Another consequence related to groundwater and petroleum extraction is the impact on local aquifers. The chemical and geological composition of the aquifer may be changed, Moreover, as water is extracted from the aquifer, the porousness of the ground is changed from being very porous allowing for the formation of the aquifer, to being not so porous and preventing the aquifer from filling up again (Poland and Davis). It can be hard to gain back the aquifer after its porousness has been compromised. This is because once the granules become more compacted due to the withdrawal of water, expanding them again can be nearly impossible ("Sinkholes, Land Subsidence, and Swelling Soils"). Therefore, areas that once relied on aquifers for water supplies will experience diminished water supplies (Poland and Davis). The only way to prevent loss of aquifer is by ceasing the extraction of groundwater and petroleum in that area but the problem is occurring throughout the United States ("Sinkholes, Land Subsidence, and Swelling Soils").

c) Describe several consequences related to permafrost thawing.

Permafrost, according to the United States Environmental Protection Agency, is permanently frozen soil or rock surface. It is common in most subarctic regions, such as Alaska and Northern Canada. When the permafrost thaws, sinkholes can easily form. But there are more extensive problems related to thawing permafrost. Thawing permafrost can also result in irregular land, leading to leaning buildings and unsafe foundations for the buildings. Trees may fall over when the permafrost thaws, causing damage and even casualties. Beneath the surface, any pipes can easily be damaged due to the permafrost thawing. Infrastructure damage can be astounding, was with large-scale projects like the Trans-Alaska oil pipeline ("Sinkholes, Land Subsidence, and Swelling Soils").
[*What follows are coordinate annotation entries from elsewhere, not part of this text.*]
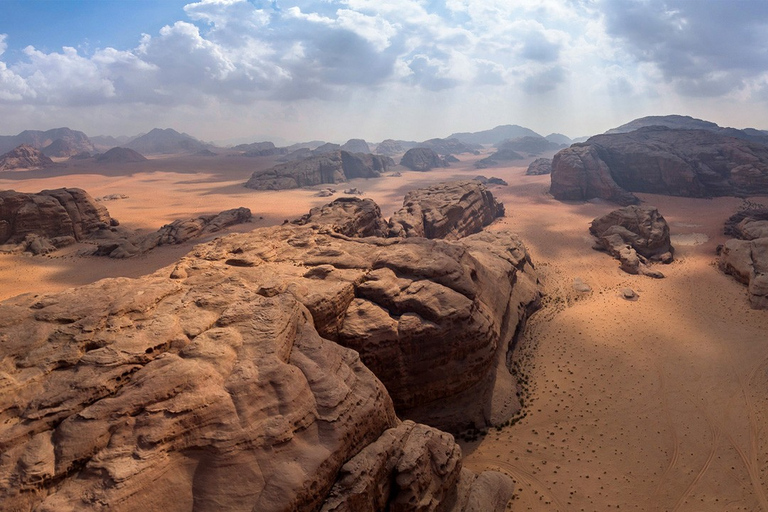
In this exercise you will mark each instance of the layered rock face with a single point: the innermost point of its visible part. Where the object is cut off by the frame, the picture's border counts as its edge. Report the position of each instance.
(746, 256)
(658, 160)
(349, 216)
(212, 385)
(24, 157)
(117, 243)
(334, 167)
(49, 219)
(448, 210)
(636, 236)
(539, 167)
(421, 159)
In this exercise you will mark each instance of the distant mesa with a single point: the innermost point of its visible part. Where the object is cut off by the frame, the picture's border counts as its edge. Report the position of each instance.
(677, 122)
(745, 257)
(531, 145)
(539, 167)
(391, 147)
(120, 155)
(450, 146)
(498, 158)
(40, 223)
(327, 168)
(165, 142)
(495, 135)
(24, 158)
(64, 141)
(636, 236)
(422, 159)
(659, 160)
(356, 146)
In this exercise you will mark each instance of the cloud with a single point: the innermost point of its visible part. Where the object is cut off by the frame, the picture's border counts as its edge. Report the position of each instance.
(703, 48)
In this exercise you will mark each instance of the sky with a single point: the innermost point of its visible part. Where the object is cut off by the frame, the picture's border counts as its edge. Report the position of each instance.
(248, 70)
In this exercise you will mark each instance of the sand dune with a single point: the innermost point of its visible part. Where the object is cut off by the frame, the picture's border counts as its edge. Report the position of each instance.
(653, 404)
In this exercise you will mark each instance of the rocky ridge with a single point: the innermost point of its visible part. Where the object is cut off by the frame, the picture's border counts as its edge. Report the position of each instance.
(636, 236)
(659, 160)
The thawing of the permafrost can also lead to a feedback loop, in which a little thawing causes more due to the release of carbon from the initial thaw. Most permafrost will have some carbon molecules trapped inside. This is especially true when the permafrost is located in peat-rich areas. The melting of the permafrost releases the carbon molecules, and carbon dioxide. Especially in peat-rich areas, the release of the carbon is also accompanied by the release of methane gas. This double release of carbon dioxide and methane gas contributes further to global warming and results in more permafrost areas thawing, and so on for the feedback loop.

When permafrost thaws, it also alters the characteristics of the local geology and plant life. Permafrost bonds together mosses and other elements. When it melts, those elements are no longer bound together. The ground settles where it was once firm, leading to frequent landslides and rock fractures. This compromises the integrity of the ground surface. There are other large-scale consequences of melting permafrost. For example, the melting ice in the permafrost contributes to rising sea levels.

d) Describe several consequences related to expanding clays.

Expanding clays and swelling soils can have disastrous consequences. Some of the consequences are similar to those that take place due to both sinkholes and melting permafrost. For example, swelling clay leads to ground irregularities, which in turn lead to the compromised building structures like foundations of homes. Expanding clays and swelling soils can cause expensive damage to the walls and structures of all buildings. Moreover, the expanding soils can lead to costly damages to asphalt and road working surfaces.